—En ese caso las represalias serán terribles. ¿Cuántos cohetes de combate nos quedan estacionados en la órbita de Orion?
—Cuatro, jefe.
—Nunca serán suficientes. Habría que pedir ayuda a las tropas de…
—¿Quieres un poco más de sopa?
—No, gracias —repuso Nicolás, completamente hipnotizado por las imágenes.

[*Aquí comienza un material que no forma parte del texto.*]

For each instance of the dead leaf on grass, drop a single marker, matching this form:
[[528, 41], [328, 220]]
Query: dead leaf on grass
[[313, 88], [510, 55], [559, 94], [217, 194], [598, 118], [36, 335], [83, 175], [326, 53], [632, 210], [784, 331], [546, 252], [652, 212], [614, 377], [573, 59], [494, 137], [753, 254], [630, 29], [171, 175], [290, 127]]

—Vamos, mira un poco lo que comes o si no apagaremos la televisión.
—Mamá, por favor…
—¿Aún no estás cansado de esas historias de hombrecillos verdes y de planetas con nombres de marcas de detergente? —preguntó Jonathan.
—Es que me interesa. Estoy seguro de que algún día encontraremos extraterrestres.
—Sí, ya. Hace mucho tiempo que se habla de eso.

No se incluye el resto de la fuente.